I had known, of course, that Crawford Tillinghast had correspondents—one might almost say colleagues—with whom he discussed his work in progress, for science is not, like sorcery, the work of isolated and secretive individuals working from the pages of soiled grimoires. It is the work of men who know that they are engaged in a collective endeavor directed toward understanding, who know that clear and far sight is only available to those who stand on the shoulders of giants, willing to debate what they glimpse. Even so, I was surprised when they began to contact me, in the aftermath of Tillinghast’s tragic demise, eager to know whether I had removed any notes, diagrams, or calculations from his house on the night of the disaster—or where such documents might be located if I had not—and eager, too, for a more complete account of my experience on that occasion than I had been prepared to give to the police.
His former correspondents were not the only ones who got in touch with me; nor was I the only one with wh
om they got in touch. When Tillinghast’s widow, Rachel, wrote to me, asking whether I would grant her an interview, she mentioned that she had heard from three of the philosophical vultures circling the corpse of his ambition—although she did not, of course, express it in those terms. The image was mine, born not only from my unsympathetic attitude to Tillinghast’s scientific endeavors, but also of the state of mind in which his fatal experiment had left me. I was always looking up, afraid of what I might see…and what I was afraid of seeing was cruel, sinister and raptorial.
I say “state of mind” because I was careful, then, not to say “state of being.” I did not want to consider, let alone admit, that the experiment could have wrought a permanent change in me. I did not even want to imagine the possibility that the radiation of Tillinghast’s machine, rather than administering a momentary and transient stimulation to the pineal body in my brain, had somehow triggered a slow but definitive alteration of its anatomy and its sensory capacity. What I wanted to imagine was that what I had experienced on that fateful night was, in fact, no more than the immediate product of my own frightened imagination, suggestively stimulated by Tillinghast’s fragile mental condition.

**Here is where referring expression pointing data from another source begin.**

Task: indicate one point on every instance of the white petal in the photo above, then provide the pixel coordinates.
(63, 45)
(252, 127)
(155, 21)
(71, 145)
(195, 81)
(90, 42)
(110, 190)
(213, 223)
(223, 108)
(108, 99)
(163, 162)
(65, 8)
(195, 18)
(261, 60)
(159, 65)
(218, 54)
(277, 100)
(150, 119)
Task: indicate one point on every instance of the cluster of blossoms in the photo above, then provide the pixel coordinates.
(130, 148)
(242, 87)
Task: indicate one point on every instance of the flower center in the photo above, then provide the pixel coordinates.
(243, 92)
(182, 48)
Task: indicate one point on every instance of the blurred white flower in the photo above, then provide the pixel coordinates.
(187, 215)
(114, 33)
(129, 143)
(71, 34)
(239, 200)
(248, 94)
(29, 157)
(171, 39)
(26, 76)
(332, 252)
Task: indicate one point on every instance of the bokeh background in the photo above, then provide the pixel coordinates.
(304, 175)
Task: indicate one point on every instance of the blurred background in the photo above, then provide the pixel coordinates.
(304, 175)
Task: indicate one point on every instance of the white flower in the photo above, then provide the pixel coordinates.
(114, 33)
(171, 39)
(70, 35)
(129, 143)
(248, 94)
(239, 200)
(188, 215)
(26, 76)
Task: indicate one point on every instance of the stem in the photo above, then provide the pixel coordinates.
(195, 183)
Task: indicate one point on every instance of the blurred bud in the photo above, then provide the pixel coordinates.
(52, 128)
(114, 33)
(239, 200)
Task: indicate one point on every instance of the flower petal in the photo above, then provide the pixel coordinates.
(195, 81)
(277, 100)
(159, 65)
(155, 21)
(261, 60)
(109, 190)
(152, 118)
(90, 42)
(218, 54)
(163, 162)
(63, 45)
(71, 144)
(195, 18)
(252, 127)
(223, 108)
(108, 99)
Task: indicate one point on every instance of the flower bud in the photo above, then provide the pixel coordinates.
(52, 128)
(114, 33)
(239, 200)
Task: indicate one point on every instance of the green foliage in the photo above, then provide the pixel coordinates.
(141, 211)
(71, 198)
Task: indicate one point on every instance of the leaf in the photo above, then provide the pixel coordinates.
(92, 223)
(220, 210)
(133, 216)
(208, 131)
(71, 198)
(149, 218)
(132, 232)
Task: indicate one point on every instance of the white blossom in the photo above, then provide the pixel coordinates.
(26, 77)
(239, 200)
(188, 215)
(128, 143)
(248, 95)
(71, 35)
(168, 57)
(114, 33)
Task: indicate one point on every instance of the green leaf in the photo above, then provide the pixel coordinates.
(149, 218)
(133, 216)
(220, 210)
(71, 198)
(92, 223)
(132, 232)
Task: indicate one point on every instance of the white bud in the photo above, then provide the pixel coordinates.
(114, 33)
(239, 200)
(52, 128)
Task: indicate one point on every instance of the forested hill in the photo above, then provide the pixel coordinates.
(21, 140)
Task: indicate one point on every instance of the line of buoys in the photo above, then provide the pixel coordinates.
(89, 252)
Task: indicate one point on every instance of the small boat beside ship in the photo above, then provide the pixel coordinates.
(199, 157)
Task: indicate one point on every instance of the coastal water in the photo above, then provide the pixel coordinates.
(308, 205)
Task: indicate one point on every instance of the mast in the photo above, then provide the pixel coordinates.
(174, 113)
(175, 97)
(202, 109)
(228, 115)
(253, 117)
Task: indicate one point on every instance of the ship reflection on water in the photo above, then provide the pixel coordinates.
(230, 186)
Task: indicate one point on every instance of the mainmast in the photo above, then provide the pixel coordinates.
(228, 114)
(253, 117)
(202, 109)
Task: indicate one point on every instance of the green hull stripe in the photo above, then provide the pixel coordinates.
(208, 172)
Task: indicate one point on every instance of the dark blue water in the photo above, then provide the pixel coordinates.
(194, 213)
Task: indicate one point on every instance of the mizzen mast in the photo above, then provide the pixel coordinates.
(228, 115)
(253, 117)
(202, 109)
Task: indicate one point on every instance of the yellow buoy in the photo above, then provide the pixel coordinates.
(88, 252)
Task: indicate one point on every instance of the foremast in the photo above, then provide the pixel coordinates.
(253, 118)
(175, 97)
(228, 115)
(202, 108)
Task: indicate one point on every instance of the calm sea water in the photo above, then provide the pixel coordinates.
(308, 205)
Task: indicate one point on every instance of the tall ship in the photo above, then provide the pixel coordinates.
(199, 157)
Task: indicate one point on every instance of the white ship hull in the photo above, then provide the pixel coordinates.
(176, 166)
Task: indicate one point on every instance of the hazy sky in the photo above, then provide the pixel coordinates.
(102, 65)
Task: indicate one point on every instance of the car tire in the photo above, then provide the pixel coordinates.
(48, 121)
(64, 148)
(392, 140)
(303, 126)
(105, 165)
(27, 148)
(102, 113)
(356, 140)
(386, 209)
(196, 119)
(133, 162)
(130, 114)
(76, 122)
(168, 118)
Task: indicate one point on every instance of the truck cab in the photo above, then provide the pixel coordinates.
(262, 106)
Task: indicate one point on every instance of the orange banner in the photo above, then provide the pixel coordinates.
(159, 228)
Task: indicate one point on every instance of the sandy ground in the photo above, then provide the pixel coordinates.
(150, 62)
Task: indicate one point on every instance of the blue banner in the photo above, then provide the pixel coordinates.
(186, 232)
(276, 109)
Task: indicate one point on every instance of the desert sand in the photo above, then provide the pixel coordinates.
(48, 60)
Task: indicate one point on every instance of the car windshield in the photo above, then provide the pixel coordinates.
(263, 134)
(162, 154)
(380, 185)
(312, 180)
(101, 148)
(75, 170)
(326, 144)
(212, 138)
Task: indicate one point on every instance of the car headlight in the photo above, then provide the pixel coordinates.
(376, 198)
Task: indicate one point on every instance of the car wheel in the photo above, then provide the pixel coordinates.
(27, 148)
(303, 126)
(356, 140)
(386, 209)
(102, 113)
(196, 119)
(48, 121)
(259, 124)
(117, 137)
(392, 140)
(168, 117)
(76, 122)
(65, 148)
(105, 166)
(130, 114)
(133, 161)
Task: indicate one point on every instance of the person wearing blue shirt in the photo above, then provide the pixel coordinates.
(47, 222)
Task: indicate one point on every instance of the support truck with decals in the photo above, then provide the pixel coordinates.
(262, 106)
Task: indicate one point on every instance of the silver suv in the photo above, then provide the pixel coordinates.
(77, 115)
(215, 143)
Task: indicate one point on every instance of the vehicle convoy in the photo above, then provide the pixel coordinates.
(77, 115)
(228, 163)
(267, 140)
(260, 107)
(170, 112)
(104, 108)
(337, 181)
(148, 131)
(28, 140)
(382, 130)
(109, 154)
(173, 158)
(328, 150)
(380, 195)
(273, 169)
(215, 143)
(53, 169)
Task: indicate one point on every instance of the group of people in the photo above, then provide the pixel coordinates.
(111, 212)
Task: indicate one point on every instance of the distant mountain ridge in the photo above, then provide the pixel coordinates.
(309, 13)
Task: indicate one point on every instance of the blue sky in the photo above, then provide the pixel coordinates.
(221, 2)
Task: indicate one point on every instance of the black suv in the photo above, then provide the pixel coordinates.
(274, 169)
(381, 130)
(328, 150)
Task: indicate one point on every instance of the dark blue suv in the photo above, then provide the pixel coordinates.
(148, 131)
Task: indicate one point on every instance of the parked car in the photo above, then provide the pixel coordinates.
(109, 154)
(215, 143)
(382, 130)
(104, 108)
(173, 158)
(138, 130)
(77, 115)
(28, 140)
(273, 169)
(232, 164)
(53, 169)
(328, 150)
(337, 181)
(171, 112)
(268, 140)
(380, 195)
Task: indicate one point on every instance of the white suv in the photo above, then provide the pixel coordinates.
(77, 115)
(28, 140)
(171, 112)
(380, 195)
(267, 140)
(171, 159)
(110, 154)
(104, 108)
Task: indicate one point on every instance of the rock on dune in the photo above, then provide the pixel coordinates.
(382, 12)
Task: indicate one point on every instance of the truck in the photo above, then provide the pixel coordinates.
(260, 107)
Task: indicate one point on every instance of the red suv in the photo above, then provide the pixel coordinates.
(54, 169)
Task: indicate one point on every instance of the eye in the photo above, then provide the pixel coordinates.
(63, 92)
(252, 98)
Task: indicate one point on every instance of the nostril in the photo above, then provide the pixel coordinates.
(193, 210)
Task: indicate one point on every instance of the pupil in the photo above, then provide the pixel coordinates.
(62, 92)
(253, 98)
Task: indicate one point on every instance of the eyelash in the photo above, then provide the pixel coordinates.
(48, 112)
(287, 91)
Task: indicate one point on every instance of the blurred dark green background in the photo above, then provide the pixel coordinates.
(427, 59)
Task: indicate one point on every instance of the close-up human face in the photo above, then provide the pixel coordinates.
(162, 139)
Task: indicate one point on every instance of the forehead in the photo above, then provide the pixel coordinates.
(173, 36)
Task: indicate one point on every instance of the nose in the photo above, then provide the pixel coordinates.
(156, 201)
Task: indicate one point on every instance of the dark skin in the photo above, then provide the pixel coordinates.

What I wanted to imagine, in addition, was that Gregory, and Tillinghast’s other servants, had not been murdered at all, either by human hands or by some horrid creature from a world parallel to our own, hidden from our senses in some subtle realm of dark matter. I wanted to imagine, or at least to hope, that they were still alive and happy, if not in our world then in the other, perhaps having undergone some benign metamorphosis. If I were to entertain the notion of metamorphosis at all, I dearly wanted to think of such processes as benign. Tillinghast had, after all, been quite insistent in the course of his final mad tirade that his “pets” hadn’t hurt his servants at all.